China's alliances are also the result of its fear of states ganging up on it - especially in its immediate region, more specifically the Korean Peninsula and the Taiwan Strait. While recognizing that the presence of the US military in the Asia-Pacific has been beneficial to China, in that it prevented the reemergence of an expeditionary Japanese military, and despite the fact that in recent years Beijing has, in certain respects, come to accept the reality of that presence, it nevertheless retains an existential (perhaps not altogether unjustified) fear of encirclement. This, Gill contends, explains its active participation in the North Korea disarmament talks, where failure could spark rearmament in Japan and perhaps military action against Pyongyang, which in either case would result in a large concentration of foreign military forces in its vicinity and the possibility, should war break out, that tens of thousands of North Koreans would seek refuge in China and threaten its domestic stability.

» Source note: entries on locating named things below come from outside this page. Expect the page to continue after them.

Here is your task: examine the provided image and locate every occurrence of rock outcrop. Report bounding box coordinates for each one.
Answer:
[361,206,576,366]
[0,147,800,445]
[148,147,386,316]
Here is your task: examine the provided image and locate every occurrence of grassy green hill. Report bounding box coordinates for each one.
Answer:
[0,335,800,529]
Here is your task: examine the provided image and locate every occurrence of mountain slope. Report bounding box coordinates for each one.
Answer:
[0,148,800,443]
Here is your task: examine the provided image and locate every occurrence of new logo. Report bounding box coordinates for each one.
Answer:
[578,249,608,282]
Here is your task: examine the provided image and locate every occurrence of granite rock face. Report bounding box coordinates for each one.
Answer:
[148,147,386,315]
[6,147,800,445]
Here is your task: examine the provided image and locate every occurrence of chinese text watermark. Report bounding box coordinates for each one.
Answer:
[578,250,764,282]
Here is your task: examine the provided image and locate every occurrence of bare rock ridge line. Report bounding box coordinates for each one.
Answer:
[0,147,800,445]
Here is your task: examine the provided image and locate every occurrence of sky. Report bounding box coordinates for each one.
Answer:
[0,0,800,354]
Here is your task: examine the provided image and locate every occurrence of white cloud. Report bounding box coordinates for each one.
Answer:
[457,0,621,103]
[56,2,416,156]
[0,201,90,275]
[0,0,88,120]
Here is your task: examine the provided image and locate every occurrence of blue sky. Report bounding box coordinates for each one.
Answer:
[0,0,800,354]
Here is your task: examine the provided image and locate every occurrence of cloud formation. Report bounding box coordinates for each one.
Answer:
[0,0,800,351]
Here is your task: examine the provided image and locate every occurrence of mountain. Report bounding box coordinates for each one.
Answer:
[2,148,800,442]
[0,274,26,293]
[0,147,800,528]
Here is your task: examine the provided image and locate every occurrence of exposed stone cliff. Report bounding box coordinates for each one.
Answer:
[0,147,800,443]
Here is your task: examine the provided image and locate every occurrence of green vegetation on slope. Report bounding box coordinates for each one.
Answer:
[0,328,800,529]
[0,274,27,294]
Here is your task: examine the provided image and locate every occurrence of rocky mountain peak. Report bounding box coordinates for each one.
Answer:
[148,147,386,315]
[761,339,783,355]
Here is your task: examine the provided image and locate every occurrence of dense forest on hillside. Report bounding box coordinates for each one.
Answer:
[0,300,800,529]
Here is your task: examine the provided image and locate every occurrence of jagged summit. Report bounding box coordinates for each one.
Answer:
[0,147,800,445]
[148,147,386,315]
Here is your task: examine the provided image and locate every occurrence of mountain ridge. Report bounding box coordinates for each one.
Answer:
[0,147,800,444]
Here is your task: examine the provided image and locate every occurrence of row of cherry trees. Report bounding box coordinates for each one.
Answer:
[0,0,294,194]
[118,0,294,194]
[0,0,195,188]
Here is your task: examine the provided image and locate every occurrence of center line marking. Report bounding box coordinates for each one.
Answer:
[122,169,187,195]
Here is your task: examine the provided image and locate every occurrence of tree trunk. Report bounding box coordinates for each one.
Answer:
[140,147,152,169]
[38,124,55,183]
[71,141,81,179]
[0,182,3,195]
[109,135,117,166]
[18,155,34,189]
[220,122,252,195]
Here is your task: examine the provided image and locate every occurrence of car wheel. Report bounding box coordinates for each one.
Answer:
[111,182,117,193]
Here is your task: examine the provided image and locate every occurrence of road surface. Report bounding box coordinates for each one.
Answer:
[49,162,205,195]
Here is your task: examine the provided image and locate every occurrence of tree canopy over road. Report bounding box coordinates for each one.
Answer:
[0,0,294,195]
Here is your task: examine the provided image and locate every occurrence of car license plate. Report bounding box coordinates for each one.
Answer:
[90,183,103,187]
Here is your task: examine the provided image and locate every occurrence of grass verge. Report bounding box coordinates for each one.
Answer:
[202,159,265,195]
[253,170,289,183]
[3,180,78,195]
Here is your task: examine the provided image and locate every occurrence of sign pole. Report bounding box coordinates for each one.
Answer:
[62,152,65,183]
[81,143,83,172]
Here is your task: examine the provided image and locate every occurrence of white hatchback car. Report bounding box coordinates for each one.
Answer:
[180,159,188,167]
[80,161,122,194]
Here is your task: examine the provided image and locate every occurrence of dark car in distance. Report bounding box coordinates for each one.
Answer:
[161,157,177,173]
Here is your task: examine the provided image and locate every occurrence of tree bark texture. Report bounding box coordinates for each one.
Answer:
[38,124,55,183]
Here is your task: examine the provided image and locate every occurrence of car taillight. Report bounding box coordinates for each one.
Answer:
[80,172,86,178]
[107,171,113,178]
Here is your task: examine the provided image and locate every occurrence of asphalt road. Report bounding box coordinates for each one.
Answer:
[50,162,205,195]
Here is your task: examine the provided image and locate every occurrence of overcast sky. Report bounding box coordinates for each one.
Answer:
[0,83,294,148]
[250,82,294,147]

As with its newfound enthusiasm for regional alliances, the modernization of China's military, Gill argues, could primarily be a reaction to its perception of being surrounded, which in part stems from the introduction of US missile defense systems in Japan and Taiwan. The stockpiling and refinement of China's conventional missile arsenal - including the 1,300 it is aiming at Taiwan - is largely, albeit not solely, a response to its perception that the US and its allies are seeking to deny China its deterrent capability. The nexus of pro-US regional alliances and missile defense also helps explain why China and Russia, which both feel threatened by encroachment, have in recent years not only resolved longstanding territorial disputes but have become allies.
In all, Gill's book shows us that in certain, if not most, areas China can be a pragmatic player that will act as a responsible stakeholder. Its increasing participation in peacekeeping missions, even if at times nothing more than a means to improve its image abroad, is also a positive development in terms of its desire for multilateralism. Through well-calibrated diplomacy and better attention to its interests, Gill argues that China can be goaded in the right direction on issues that so far have not led to success, such as in its relations with "rogue states" like Sudan and Iran.
On a more pessimistic note, Gill shows us that Beijing has retained its tendency to use compliance with international norms as a bargaining chip, which represents a failure to see treaties and multilateralism as a common good and could cast doubt on its contention that it is rising "peacefully." Another worrying area - one that Gill leaves largely unexplored - is Beijing's inclination to act irrationally whenever domestic issues or Taiwan are concerned.
While Rising Star convincingly argues that China has made tremendous progress on the international front, all those developments could quickly be undermined should its domestic situation - perennially the main concern of decision-makers in Beijing, around which everything else, including foreign policy, revolves - deteriorate. Only then, perhaps, would the world see China's other, dreaded "rise."